Police yesterday prevented representatives of the United Nations human rights office from accessing two Stung Treng villages threatened by flooding from the Lower Sesan II Dam.
Since Sunday, Military Police and provincial police officials have been stopping outsiders from entering Sesan district’s Srekor and Kbal Romea villages as 200 people – mostly ethnic minorities from all over Cambodia – continued to gather in defiance of the blockade for a series of events, including a press conference, traditional prayers and the construction of floating homes for locals.
With their predominantly Lao and Phnong populations, the villages have become emblematic of the struggle to secure ethnic minority rights in the face of economic development.
Yesterday morning, representatives of the UN Office of the High Commissioner for Human rights were among the latest to encounter the police blockade. “This morning a monitoring team from the UN Human Rights Office was not authorized to access to Srekor and Kbal Romea villages in Stung Treng for security reasons,” wrote UN Human Rights Office in Asia spokesman Jeremy Laurence in an email.
“The local police informed them and all others who wanted to access the area that it was too dangerous considering the accelerated increase in the water level due to the ongoing heavy rains combined with the closed dam gates.”

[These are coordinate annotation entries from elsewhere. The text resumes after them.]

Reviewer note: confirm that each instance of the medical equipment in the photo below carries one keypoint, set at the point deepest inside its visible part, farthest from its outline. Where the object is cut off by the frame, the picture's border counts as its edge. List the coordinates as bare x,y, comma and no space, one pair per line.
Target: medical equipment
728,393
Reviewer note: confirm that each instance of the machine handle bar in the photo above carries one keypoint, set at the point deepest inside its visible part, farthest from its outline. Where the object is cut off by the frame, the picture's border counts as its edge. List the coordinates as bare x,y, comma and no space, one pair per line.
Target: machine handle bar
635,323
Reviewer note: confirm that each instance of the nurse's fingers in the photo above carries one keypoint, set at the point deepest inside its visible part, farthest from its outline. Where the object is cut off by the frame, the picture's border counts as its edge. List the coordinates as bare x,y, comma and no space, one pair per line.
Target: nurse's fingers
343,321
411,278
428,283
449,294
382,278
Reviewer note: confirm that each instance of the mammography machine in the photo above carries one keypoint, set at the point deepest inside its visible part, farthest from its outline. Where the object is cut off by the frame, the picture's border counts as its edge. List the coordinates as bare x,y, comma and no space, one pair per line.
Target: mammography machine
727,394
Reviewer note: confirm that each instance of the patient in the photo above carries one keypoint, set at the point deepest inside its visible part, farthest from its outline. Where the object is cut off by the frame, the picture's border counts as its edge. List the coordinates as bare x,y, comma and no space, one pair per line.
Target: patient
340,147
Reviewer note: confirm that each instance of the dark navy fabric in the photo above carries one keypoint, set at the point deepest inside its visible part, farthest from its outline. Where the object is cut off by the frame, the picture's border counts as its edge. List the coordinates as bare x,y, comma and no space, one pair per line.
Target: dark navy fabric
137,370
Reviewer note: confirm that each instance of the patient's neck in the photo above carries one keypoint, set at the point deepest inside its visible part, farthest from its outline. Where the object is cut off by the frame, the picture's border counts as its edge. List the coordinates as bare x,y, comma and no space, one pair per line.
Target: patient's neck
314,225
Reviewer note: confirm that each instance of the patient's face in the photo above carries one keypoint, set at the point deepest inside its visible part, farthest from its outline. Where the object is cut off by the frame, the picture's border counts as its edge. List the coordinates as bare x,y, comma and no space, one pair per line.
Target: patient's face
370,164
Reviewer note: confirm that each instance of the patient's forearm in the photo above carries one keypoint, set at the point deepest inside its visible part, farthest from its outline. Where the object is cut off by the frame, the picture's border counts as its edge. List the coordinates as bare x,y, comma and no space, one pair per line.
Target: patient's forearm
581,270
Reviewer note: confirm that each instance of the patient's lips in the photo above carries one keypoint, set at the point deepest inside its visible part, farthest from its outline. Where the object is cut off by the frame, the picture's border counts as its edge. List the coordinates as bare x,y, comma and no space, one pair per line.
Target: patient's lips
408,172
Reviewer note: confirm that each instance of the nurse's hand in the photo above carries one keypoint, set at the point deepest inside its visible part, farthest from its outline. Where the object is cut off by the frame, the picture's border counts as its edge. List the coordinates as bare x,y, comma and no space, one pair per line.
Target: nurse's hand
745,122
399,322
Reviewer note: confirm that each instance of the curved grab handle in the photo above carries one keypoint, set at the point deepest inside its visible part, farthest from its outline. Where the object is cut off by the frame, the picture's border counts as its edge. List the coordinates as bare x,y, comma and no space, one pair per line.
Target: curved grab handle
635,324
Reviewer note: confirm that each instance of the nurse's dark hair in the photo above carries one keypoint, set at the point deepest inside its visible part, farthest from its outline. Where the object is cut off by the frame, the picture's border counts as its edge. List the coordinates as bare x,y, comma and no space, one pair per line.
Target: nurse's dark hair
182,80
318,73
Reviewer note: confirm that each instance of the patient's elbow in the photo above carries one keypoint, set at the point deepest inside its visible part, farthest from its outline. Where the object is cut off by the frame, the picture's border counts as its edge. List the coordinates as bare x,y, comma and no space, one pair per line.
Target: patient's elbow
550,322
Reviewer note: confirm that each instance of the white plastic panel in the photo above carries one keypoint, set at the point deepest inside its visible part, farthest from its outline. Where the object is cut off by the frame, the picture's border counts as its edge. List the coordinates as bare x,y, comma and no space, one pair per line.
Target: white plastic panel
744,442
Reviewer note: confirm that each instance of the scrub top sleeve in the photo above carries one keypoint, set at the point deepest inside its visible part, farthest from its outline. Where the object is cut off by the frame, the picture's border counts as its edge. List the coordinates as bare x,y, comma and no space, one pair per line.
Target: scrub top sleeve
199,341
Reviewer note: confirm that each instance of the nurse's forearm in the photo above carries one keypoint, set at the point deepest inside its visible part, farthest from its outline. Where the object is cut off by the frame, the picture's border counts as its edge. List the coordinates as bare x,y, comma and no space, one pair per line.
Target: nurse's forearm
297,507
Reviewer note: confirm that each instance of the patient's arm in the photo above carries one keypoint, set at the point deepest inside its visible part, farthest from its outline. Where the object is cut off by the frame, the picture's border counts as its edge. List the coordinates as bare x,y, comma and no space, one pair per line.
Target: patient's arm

The provincial government has said that ensuring security is the blockade’s only purpose.
“If an accident happens, who is going to take the responsibility?” asked Stung Treng provincial Deputy Governor Duong Pov.
Pov went on to say he didn’t know the UN representatives had been denied passage and said that they should have notified the provincial court of their intentions so that the authorities could escort them.
Kbal Romea community representative Dam Samnang said blocking UN officials fits into a larger pattern of “restriction of the people’s rights of travel and freedom of assembly”.
Provincial authorities issued a warning on Monday that Srekor village would flood on Friday and advised the 120 families still living in the village to leave.
Nonetheless, Srekor representative Fut Khoeun said he was unconcerned.
“We are used to floods,” Khoeun said. “[Presently] the water just reaches the riverbank. If the village is flooded, the water will not climb higher than the rooftops and we do not need to move out.”